Thu, 8 September 2022
Brenda Mas got her start in multifamily in 2002 working in asset management for a developer/operator/builder. After transitioning to the development side of the business, she oversaw acquisitions, entitlements, subdivision, stabilization, and financing for properties in the LA market. She left the company in 2019 to work independently, venturing into syndications with her husband, a construction expert.
Today, Brenda is the founding and managing partner of VestWell Ventures, a group of multifamily operators and developers focused on value-add strategy. In this episode, she shares why she and her husband are shifting their focus back to development, their strategy for selecting land deals, and the biggest lesson she learned during the market collapse in 2008.
1. Focusing on Development
When it comes to development, Brenda and her husband have a competitive edge.
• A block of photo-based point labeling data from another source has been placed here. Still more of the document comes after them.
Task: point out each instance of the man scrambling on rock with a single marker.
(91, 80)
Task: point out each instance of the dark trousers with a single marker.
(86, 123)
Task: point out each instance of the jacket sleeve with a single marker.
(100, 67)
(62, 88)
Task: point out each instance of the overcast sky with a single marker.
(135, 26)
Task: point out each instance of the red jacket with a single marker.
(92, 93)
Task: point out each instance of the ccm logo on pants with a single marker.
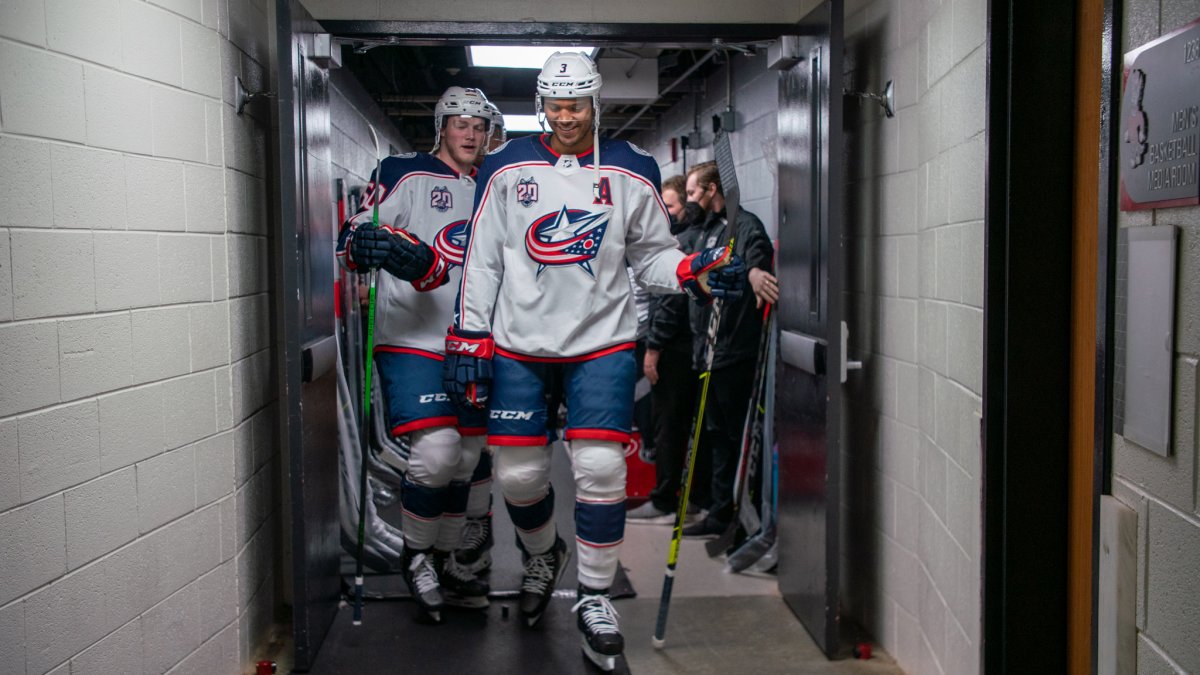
(511, 414)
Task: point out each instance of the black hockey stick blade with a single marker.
(725, 169)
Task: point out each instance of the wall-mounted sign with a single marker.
(1161, 123)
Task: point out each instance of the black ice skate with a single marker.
(597, 620)
(460, 587)
(540, 575)
(475, 547)
(421, 577)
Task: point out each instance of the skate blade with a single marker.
(479, 566)
(467, 602)
(604, 662)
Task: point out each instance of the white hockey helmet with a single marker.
(497, 123)
(569, 75)
(459, 101)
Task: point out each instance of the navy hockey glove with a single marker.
(729, 281)
(412, 260)
(711, 273)
(369, 246)
(467, 369)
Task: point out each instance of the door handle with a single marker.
(317, 358)
(802, 351)
(846, 364)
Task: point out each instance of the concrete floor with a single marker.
(719, 622)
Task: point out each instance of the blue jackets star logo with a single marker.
(451, 242)
(567, 237)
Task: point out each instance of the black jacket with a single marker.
(737, 341)
(670, 330)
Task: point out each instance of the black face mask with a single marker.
(676, 225)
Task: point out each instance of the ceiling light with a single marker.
(521, 123)
(516, 57)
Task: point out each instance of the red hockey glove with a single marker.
(712, 273)
(467, 369)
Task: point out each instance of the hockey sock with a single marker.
(479, 503)
(599, 508)
(450, 529)
(421, 515)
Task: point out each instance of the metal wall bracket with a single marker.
(241, 96)
(886, 99)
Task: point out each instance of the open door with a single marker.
(304, 268)
(811, 264)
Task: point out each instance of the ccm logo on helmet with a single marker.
(510, 414)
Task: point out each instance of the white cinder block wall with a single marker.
(138, 453)
(913, 215)
(756, 102)
(352, 149)
(915, 208)
(1164, 490)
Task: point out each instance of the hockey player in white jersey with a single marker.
(545, 294)
(425, 201)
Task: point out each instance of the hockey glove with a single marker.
(412, 260)
(712, 273)
(369, 246)
(467, 369)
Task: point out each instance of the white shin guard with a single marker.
(436, 455)
(599, 470)
(523, 475)
(457, 494)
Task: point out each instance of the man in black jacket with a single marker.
(667, 366)
(736, 348)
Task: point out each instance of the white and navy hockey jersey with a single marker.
(420, 193)
(545, 268)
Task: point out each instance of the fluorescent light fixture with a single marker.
(516, 57)
(521, 123)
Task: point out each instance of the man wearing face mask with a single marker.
(667, 365)
(736, 347)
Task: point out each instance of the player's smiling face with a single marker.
(461, 141)
(570, 120)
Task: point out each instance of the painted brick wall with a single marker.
(1164, 491)
(915, 225)
(755, 100)
(138, 454)
(915, 306)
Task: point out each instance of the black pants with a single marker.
(672, 400)
(729, 398)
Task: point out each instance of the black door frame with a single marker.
(1027, 236)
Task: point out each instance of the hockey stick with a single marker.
(759, 551)
(720, 544)
(732, 196)
(369, 366)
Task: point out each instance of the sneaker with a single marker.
(706, 529)
(421, 578)
(541, 573)
(460, 586)
(475, 544)
(648, 513)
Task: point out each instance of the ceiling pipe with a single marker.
(699, 63)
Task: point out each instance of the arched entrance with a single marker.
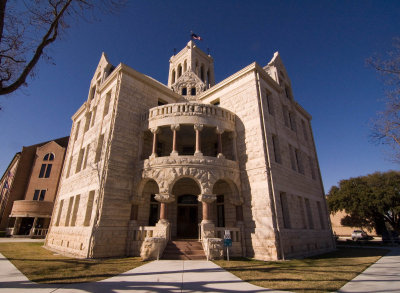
(187, 216)
(187, 208)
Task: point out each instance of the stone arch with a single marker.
(235, 196)
(205, 178)
(178, 178)
(147, 184)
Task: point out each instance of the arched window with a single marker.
(45, 169)
(154, 210)
(220, 211)
(48, 157)
(173, 76)
(179, 70)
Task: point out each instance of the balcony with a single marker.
(32, 208)
(190, 113)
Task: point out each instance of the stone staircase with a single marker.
(184, 249)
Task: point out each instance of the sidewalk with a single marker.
(194, 276)
(157, 276)
(382, 276)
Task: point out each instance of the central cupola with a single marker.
(191, 72)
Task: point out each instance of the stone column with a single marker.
(174, 128)
(219, 132)
(232, 135)
(207, 225)
(155, 131)
(198, 128)
(31, 232)
(163, 226)
(17, 225)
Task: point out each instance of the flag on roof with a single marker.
(196, 37)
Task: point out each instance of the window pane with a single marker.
(36, 195)
(48, 170)
(42, 194)
(42, 169)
They have access to consultants, structural engineers, and architects, and they know construction inside and out. Plus, the high demand for housing right now combined with current economic uncertainty made the decision to go back to development a no-brainer.
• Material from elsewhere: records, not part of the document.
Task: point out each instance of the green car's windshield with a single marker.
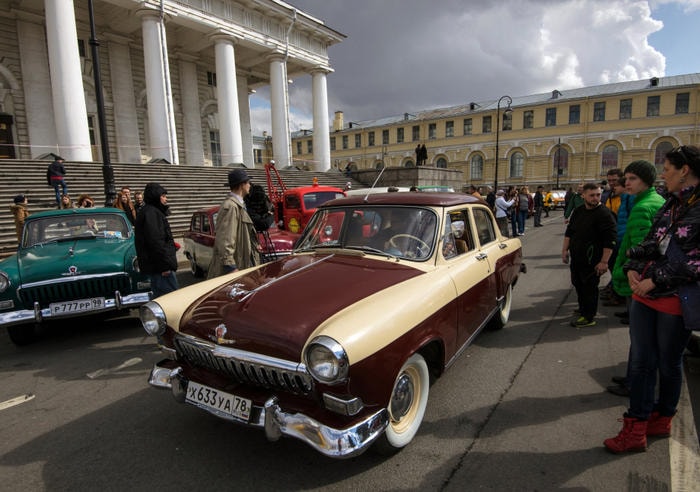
(74, 227)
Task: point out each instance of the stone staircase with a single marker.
(189, 187)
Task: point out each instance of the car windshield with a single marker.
(403, 232)
(78, 226)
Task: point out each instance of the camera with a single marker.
(646, 250)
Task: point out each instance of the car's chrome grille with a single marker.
(246, 367)
(73, 288)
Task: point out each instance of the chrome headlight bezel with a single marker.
(152, 318)
(326, 360)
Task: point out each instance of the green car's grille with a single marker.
(74, 288)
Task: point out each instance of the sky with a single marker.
(411, 55)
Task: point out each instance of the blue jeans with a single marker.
(657, 344)
(161, 285)
(59, 184)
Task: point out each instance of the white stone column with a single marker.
(246, 127)
(279, 105)
(70, 112)
(191, 117)
(126, 123)
(321, 137)
(37, 88)
(227, 98)
(161, 117)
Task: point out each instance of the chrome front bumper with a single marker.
(334, 443)
(37, 315)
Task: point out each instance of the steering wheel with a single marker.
(423, 247)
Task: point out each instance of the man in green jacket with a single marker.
(639, 181)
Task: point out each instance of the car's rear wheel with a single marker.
(499, 320)
(194, 268)
(409, 398)
(24, 334)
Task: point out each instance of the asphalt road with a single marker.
(524, 408)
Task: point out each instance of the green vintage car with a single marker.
(69, 263)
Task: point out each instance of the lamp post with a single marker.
(508, 110)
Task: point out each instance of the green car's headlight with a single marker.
(4, 282)
(326, 360)
(152, 318)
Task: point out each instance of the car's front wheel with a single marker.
(409, 398)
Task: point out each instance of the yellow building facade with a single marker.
(555, 139)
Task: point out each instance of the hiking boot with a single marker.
(632, 437)
(582, 321)
(659, 425)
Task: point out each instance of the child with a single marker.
(19, 210)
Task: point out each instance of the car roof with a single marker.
(439, 199)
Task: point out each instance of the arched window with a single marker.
(660, 155)
(476, 167)
(517, 162)
(560, 161)
(609, 158)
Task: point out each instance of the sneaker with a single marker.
(583, 322)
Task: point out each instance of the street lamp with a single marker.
(508, 110)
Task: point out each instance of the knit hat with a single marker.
(645, 170)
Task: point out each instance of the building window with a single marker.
(660, 155)
(599, 111)
(476, 167)
(609, 158)
(517, 161)
(653, 103)
(215, 147)
(486, 124)
(682, 102)
(574, 114)
(626, 109)
(560, 161)
(467, 126)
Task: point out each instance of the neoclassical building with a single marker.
(175, 77)
(556, 138)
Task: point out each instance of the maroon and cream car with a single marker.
(336, 343)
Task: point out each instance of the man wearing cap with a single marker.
(236, 243)
(155, 246)
(20, 212)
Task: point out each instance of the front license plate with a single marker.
(77, 306)
(219, 401)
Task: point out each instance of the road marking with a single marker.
(110, 370)
(16, 401)
(684, 448)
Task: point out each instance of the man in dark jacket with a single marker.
(155, 246)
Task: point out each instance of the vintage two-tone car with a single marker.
(336, 343)
(69, 263)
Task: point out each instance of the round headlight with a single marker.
(4, 282)
(152, 318)
(326, 360)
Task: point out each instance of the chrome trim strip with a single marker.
(37, 315)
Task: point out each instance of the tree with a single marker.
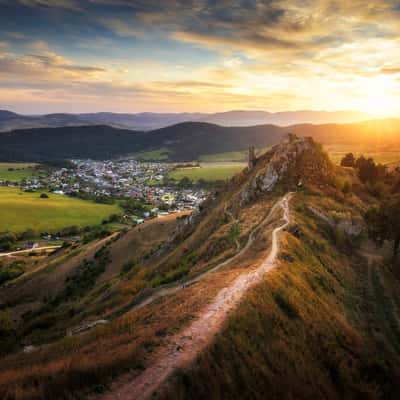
(348, 160)
(384, 223)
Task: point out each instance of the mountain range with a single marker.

“Demand is there, and we have the know-how,” Brenda says. “Why not bring that to our investors and allow them to make money alongside us?”
2. Strategy for Selecting Land Deals
Brenda and her husband have partnered with an architecture firm to help them determine which deals will work best for them. The size of the land isn’t as important to Brenda as how developers are treated in the town and what regulations are in place.
“Those are things that we really take into consideration,” she says. “Right now our focus is on the Houston market because they have fewer zoning restrictions there, and that expedites our development timeline.”
3. Learning from the 2008 Market Collapse
During the collapse, Brenda and her team had property in downtown Los Angeles under construction. Their construction lender folded, and they were on the brink of losing the buildings. Many developers handed over their keys, but she refused. This led to litigation and a settlement. While they didn’t lose any money in the process, they lost valuable time.
“There are times that you have to walk away,” Brenda says, “and understand what’s going on in the economy. The indicators were there that this was going to happen with the construction lender, and we should have paid attention a little sooner.”